# STRAWBERRY 10/17



## catch22 (Feb 26, 2009)

Goldenrod and myself fished the East Portal for five hours on Sunday. I fished white and chartreuse buggers with my Type 3 sinking line for a good part of the morning and only hooked up with one 19" cutt, Goldenrod fished white jigs and finally put on the Lucky Craft ghost minnow and picked up a nice fish. I switched to my spin gear and tried the same but I am new to the Lucky Craft and switched back to my fly rod after ten minutes. My buddy hooks up again with the Lucky so I switched again. Got a bite pretty quick but didn't really connect but a few minutes later I became a Lucky Craft convert. It felt like I had caught the bottom or a log, except for the heavy shake. Sorry no pictures of the fish. I am not very good at getting the camera out when the fish doesn't really even fit into my deep net and the lure is all caught up in the net and the mouth of the monster. Things were a bit out of control. I repeated that experience later in the day.
After dragging bugs around in my pontoon for the better part of 15 years, the Lucky Craft puts me into a completely different class of fish, top end of the slot and above. The first fish on the Lucky was over the slot. I don't know by how much but I had a hard time just lifting the net out of the water and the cutt was head and tail out of the net.


----------



## LOAH (Sep 29, 2007)

Sweet deal. Glad you got into some nice fish.


----------



## Nor-tah (Dec 16, 2007)

Congrats to you! That east portal area needs some more exploring on my part. Thanks for the heads up.


----------



## catch22 (Feb 26, 2009)

Actually. I think its the West Portal, you know by Bryants Fork.
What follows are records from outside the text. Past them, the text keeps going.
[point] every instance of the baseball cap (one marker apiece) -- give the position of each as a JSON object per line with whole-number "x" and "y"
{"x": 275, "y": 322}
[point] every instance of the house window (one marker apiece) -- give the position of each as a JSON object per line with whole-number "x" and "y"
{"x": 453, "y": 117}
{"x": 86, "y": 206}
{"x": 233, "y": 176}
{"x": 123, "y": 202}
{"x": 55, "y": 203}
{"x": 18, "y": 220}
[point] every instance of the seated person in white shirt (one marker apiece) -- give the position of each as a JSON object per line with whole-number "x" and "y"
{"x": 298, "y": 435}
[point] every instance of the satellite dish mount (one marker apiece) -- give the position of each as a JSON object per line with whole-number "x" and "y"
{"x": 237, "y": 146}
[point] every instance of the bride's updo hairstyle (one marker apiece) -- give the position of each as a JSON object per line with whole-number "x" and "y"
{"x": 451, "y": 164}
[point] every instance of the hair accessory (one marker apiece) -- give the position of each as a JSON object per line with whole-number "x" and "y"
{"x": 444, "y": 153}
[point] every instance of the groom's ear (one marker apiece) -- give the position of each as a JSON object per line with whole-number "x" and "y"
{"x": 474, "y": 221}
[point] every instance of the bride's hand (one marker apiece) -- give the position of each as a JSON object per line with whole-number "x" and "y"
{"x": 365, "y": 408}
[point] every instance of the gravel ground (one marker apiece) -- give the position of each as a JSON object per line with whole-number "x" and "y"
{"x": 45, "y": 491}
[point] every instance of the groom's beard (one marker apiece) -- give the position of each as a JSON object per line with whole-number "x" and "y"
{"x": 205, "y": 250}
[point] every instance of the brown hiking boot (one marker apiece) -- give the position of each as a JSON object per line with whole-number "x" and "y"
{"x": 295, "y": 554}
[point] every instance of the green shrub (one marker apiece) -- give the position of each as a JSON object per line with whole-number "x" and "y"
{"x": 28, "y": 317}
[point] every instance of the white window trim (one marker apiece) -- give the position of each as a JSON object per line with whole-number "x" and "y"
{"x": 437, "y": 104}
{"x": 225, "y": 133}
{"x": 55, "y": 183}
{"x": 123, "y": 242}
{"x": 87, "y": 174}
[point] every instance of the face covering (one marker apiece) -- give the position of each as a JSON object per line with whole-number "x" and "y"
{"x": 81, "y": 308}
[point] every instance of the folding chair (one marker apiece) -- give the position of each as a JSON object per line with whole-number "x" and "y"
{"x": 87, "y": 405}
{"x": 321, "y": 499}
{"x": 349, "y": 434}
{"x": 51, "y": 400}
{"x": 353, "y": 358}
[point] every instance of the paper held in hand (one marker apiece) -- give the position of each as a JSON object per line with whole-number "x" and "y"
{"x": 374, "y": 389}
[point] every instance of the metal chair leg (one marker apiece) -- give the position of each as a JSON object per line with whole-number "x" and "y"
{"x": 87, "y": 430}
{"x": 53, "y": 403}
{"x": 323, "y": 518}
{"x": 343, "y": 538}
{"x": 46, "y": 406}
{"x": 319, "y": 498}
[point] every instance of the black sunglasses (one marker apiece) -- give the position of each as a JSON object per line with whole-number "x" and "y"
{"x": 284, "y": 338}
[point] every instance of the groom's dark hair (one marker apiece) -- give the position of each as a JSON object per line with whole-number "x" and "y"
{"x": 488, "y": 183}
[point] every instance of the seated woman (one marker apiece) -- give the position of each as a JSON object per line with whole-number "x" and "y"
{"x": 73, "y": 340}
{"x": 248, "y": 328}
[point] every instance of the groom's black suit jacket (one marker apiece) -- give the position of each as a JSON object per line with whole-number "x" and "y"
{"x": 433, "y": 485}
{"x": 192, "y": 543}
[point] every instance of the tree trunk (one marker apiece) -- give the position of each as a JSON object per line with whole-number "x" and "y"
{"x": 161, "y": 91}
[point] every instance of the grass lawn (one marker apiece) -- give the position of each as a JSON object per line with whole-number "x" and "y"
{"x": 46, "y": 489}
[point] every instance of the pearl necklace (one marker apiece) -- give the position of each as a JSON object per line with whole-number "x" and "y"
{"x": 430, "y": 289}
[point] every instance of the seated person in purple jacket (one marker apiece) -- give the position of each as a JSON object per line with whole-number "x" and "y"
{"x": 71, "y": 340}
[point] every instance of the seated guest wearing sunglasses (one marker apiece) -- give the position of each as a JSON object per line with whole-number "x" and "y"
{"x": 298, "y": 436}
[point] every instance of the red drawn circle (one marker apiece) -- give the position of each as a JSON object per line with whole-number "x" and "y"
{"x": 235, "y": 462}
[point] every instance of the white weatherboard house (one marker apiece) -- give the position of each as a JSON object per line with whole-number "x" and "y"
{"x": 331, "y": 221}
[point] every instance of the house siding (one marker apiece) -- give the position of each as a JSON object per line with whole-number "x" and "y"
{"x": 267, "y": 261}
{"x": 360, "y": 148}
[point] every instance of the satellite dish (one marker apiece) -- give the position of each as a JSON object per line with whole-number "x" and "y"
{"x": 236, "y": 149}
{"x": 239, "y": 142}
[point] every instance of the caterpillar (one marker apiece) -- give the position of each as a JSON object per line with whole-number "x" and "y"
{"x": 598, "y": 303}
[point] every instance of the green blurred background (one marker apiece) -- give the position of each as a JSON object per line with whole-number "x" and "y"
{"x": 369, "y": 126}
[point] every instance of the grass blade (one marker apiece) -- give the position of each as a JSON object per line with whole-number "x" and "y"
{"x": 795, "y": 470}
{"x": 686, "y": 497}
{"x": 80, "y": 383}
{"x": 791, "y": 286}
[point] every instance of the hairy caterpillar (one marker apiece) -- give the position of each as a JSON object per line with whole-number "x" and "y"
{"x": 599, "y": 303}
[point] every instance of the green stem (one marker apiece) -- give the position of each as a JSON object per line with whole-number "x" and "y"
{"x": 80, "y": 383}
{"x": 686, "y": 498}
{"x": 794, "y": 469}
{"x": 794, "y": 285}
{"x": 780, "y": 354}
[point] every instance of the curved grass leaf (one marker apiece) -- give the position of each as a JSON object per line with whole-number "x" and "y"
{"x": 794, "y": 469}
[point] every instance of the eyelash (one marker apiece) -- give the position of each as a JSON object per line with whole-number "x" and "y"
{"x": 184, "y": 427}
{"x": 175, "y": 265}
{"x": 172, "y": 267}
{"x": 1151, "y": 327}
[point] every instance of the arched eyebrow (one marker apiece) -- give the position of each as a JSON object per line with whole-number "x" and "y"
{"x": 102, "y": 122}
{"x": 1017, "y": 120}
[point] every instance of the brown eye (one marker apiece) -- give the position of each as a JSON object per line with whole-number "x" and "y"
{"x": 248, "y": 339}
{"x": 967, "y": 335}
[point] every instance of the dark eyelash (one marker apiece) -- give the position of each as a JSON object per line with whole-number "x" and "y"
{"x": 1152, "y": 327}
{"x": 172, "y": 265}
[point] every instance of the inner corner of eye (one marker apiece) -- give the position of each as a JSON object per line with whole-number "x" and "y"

I don't know how I got it wrong.


----------



## 1morecast (Dec 6, 2007)

Thanks for the report, i'm really worried about buying a lucky because of the cost and the fact of losing them. I've heard nothing but good, but that $17.99 really hammers the wallet.


----------



## Nor-tah (Dec 16, 2007)

The size 65 is much cheaper at 13. They are totally worth and work great! 

And yes, I knew what you meant, I just didnt know what it was called hahah. I have an uncle who works for the water conservancy, he was up there on the 6th water side and said when they walked a ways in the tunnel he asked the supervisor what the white speck was up ahead. The supervisor goes, "that strawberry FOUR MILES away!!" Pretty crazy. he also said there were fish swimming around in the pools in the tunnel.


----------



## LOAH (Sep 29, 2007)

Isn't that the tunnel that spills into 6th Water? I've always had an interest in that area.


----------



## tomegun (Sep 25, 2007)

*Throw a Lucky in a 128 or a 100 DD. Better hold on tight. OOPS! I wasn't supposed tell about those. I don't care. San Diego hear I come*


----------